Ammonius declares, “Only Jesus can forgive the Jews.” Wrong! In Matthew
(18:21-22), “Peter came up and said to him [i.e., Jesus], ‘Lord, how often will
my brother sin against me, and I forgive him? As many as seven times?’ Jesus
said to him, ‘I do not say to you seven times, but seventy-seven times.’” Neither
Patriarch, Theophilus or Cyril, are in the business of forgiveness, especially
to the enemy.
In contrast, Lucia in Fatima forgives
her mother after the miracle of the Sun moving around in the sky convinces
everyone in the crowd, including Maria, that the children were right all along;
the Virgin Mary really is there. Lucia still loves her mother in spite of Maria’s
chilly hostility and refusal to trust her daughter even though the Virgin
obviously trusts Lucia. But the latter’s faith is not perfect. In asking the Virgin
to do a miracle so the crowd would believe the children’s claim that the
visitation is real, Lucia succumbs to the sensationalistic undercutting of
religious meaning or truth by the assumption that the validity of religious preaching
relies on something supernatural happening. The innocent faith of the children
is nigh eclipsed by the more sensationalistic need for verification of the
Christian adults who gather in the field to personally benefit from the
visitations. Pray for this, pray for that; this is human, all too human.

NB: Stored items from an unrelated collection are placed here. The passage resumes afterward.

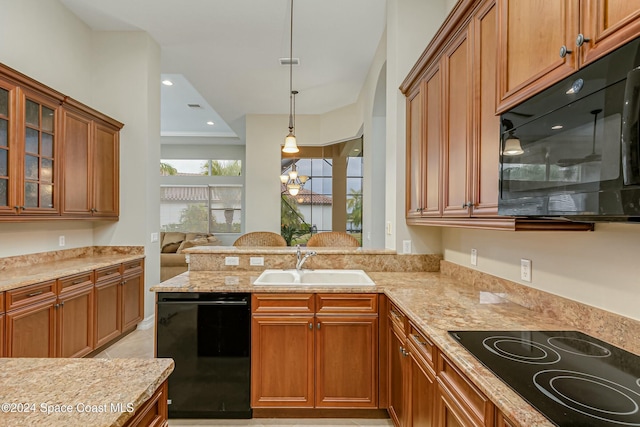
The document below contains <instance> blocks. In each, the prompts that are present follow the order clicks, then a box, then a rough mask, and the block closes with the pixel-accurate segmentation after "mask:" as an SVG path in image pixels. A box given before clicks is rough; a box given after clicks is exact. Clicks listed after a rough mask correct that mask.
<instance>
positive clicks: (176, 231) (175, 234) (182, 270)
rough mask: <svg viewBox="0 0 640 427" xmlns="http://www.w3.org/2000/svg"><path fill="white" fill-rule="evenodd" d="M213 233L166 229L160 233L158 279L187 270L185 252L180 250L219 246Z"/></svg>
mask: <svg viewBox="0 0 640 427" xmlns="http://www.w3.org/2000/svg"><path fill="white" fill-rule="evenodd" d="M221 245H222V242H221V241H220V240H219V239H218V238H217V237H216V236H214V235H213V234H207V233H183V232H181V231H167V232H164V231H163V232H161V233H160V281H161V282H164V281H165V280H167V279H170V278H172V277H173V276H177V275H178V274H181V273H184V272H185V271H187V270H188V268H189V267H188V265H187V261H186V256H185V255H186V254H184V253H183V252H182V251H183V250H185V249H188V248H192V247H194V246H221Z"/></svg>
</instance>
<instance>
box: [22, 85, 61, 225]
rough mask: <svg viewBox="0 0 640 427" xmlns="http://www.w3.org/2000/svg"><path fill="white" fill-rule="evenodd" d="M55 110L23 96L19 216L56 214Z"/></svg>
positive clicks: (26, 94)
mask: <svg viewBox="0 0 640 427" xmlns="http://www.w3.org/2000/svg"><path fill="white" fill-rule="evenodd" d="M57 109H58V106H57V105H56V104H55V103H54V102H49V101H47V100H45V99H41V98H39V97H36V96H32V95H30V94H29V93H26V94H25V96H24V97H23V110H22V111H23V114H24V116H23V117H24V121H23V122H22V129H21V131H22V132H21V133H20V144H19V145H20V153H21V157H22V162H21V163H22V166H23V167H22V172H21V174H20V179H19V181H18V182H19V187H18V189H19V190H18V193H17V195H18V199H19V201H20V203H19V204H18V209H19V213H20V214H38V213H48V214H50V213H51V212H52V211H53V212H55V211H57V210H58V209H59V208H58V201H57V200H58V197H57V190H58V189H57V187H56V184H57V182H56V181H57V175H56V173H55V171H56V166H57V165H56V156H55V153H56V145H57V138H56V130H57V129H56V123H57V120H56V118H57Z"/></svg>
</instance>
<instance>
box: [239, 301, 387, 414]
mask: <svg viewBox="0 0 640 427" xmlns="http://www.w3.org/2000/svg"><path fill="white" fill-rule="evenodd" d="M323 297H324V298H323ZM316 307H317V310H318V312H319V313H321V314H317V313H316ZM252 310H253V316H252V332H251V334H252V337H251V349H252V354H251V406H252V407H254V408H323V409H338V408H340V409H345V408H350V409H354V408H377V405H378V375H377V373H378V318H377V294H362V295H360V294H331V295H324V294H317V295H315V294H254V295H253V302H252Z"/></svg>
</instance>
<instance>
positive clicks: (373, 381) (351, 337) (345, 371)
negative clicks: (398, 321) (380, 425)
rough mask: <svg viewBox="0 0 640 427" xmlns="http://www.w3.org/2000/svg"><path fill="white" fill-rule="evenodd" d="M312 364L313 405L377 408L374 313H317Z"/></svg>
mask: <svg viewBox="0 0 640 427" xmlns="http://www.w3.org/2000/svg"><path fill="white" fill-rule="evenodd" d="M315 365H316V405H315V406H316V407H317V408H336V407H348V408H362V407H368V408H377V406H378V387H377V384H378V318H377V316H374V317H364V316H349V317H346V316H345V317H329V316H322V317H320V316H317V317H316V363H315Z"/></svg>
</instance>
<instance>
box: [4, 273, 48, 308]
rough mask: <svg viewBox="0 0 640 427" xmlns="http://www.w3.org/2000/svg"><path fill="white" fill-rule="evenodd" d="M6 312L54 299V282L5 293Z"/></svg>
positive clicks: (43, 283) (14, 290) (38, 283)
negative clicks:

The salience of the need for a supernatural,
metaphysical miracle, even for the viewers of the film, to prove that the
Virgin is really there in the story world, and, by fallacious implication in
1917 as a historical event apart from the film, almost eclipses importance of
the childlike faith of the children in the film. Only after the miracle has
occurred can the movie end; the viewers would not be satisfied otherwise. The need
of Maria, the bishop, the priest, and even the mayor to know definitively
that the Virgin is really there with the three children is a need that the film’s
viewers have as well. Even Lucia wants a
miracle; even she lapses in giving the need to convince the crowd any
importance, especially relative to the content of the Virgin’s message.
The important thing is to stop insulting God. Cyril and his followers in Agora
insult God with their hypocrisy in God’s name.
Interestingly, witness accounts
in October, 1917 attest to the miracle of the Sun moving around in the sky and
even coming closer as a historical event, which could be seen from as far as 40
km away. It is tempting to let the metaphysical or religious actuality of
the Virgin Mary (or the historical or risen Jesus) be the focus; to be sure,
such a deviation from the children’s faith and the Virgin’s message is much
less damaging than is the violence by the Christians in Agora, for that
is antipodal to the way into the spiritual space of God’s “kingdom,” or way of
being. For it is God’s presence felt within and between people as love
especially when such love is not convenient that is of value in itself. Even
religious personages pale in comparison. In the Gospels, Jesus sets the Kingdom
of God as that for which he is tasked with orienting people. Within that
kingdom, the presence of the divine can be sensed, made possible by an inconvenient
love that expands human nature itself such that the human instinctual urge for
the divine can be more satisfied and perhaps even be fulfilled.